HHhH
Editore
Laurent Binet (Parigi 1972) ha svolto il servizio militare in Slovacchia e ha vissuto per diversi anni tra Praga e Parigi. Per Einaudi ha pubblicato nel 2011 HHhH (acronimo di Himmlers Hirn heisst Heydrich, il cervello di Himmler si chiama Heydrich) con cui ha vinto il Prix Goncourt du premier roman 2010.
Recensione Utenti
Opinioni inserite: 2
Ultimo aggiornamento: 16 Agosto, 2011
Un libro che rispetta la Memoria
Ho appena finito di leggere il libro di Binet, ed essendo anche fresco di ricordi per essere di recente transitato a Praga, visitando anche la chiesa ortodossa di Cirillo e Metodio, mi sono completamente ritrovato nella storia, soprattutto nel drammatico epilogo e vi assicuro che visitare quella cripta mette i brividi. Onore a Kubis, Gabcik e ai commandos che uccisero il macellaio nazista!
Indicazioni utili
Ultimo aggiornamento: 07 Luglio, 2011
Top 50 Opinionisti - Guarda tutte le mie opinioni
HHhH
La ricostruzione storica dell'operazione Antropoide; l'attentato con cui fu eliminato a Praga il Protektor nazista della Boemia e Slovacchia, Reynard Heydrich, la “bestia bionda”, nel maggio 1942. L'attentato fu organizzato dal governo di Praga, in esilio a Londra, con la collaborazione dell'Inghilterra, tramite due paracadutisti: Jozef Gabcìk e Jan Kubis. Il testo ricostruisce l'ascesa al potere di Heydrich fino a divenire capo del Protettorato della Boemia e Moravia, annesse alla Germania Nazista, il terrore, le violenze, i massacri di oppositori ed ebrei, che gli valsero il soprannome di “macellaio di Praga”, fino alla sua meritata morte.

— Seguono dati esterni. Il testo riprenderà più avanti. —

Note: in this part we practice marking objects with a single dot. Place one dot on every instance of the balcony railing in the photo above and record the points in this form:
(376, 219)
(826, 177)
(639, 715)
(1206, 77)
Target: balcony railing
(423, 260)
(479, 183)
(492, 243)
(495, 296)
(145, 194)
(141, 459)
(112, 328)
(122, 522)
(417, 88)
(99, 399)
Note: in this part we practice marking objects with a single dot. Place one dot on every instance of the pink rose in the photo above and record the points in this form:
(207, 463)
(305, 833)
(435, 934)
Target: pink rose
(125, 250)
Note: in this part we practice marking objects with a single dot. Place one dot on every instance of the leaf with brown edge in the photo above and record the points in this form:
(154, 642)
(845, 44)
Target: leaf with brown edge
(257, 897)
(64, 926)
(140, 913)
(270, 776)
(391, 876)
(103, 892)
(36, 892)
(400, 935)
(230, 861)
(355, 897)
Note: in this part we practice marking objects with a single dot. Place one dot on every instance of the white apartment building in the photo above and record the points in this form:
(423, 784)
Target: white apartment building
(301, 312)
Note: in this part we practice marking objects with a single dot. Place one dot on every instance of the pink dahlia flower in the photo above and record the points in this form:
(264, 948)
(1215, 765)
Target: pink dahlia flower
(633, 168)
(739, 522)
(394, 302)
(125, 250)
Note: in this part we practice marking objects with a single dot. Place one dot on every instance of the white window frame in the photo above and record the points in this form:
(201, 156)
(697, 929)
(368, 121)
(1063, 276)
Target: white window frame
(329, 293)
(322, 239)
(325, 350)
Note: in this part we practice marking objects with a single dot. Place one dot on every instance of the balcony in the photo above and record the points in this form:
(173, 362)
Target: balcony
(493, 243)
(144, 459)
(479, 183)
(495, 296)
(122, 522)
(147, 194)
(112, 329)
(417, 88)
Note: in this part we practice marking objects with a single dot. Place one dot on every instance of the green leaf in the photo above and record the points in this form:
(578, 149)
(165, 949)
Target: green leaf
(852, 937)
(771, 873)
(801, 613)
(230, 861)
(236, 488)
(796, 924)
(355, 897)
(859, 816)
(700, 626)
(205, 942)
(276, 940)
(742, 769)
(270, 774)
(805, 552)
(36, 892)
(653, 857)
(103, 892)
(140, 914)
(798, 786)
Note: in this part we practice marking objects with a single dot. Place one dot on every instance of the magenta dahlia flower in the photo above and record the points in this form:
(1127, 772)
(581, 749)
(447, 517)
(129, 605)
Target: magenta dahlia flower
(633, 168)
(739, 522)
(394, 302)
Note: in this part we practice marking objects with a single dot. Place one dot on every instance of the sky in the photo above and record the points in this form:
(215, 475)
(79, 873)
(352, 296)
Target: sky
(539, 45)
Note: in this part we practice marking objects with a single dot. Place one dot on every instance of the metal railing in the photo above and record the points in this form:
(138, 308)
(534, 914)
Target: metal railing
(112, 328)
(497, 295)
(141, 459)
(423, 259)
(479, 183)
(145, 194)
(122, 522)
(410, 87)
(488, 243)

HHhH (Himmlers Hirn heißt Heydrich, ovvero Il cervello di Himmler si chiama Heydrich) non è un classico testo di storia, né un romanzo storico, ma è la ricostruzione, anche molto ben documentata, dei fatti, stesa però sotto forma di diario dell'autore. Laurent Binet parla in prima persona, commenta le pagine cha ha appena scritto, a volte anche correggendo quello che ha scritto in un capitolo, nel successivo, racconta di come e perché ha scoperto certi particolari, parla della sua fidanzata, riesce addirittra a far dello spirito, magari alternandolo a pesanti insulti verso politici collaborazionisti dell'epoca. Una stesura quindi originale, ma che non possiede né il rigore e il distacco del testo di storia né dà il coinvolgimento e il pathos del romanzo. La storia della Seconda Guerra Mondiale e quella della Germania nazista mi interessano sempre e quindi sono contento di aver letto questo libro abbastanza esaustivo su un episodio che non conoscevo, ma la forma non mi è proprio piaciuta.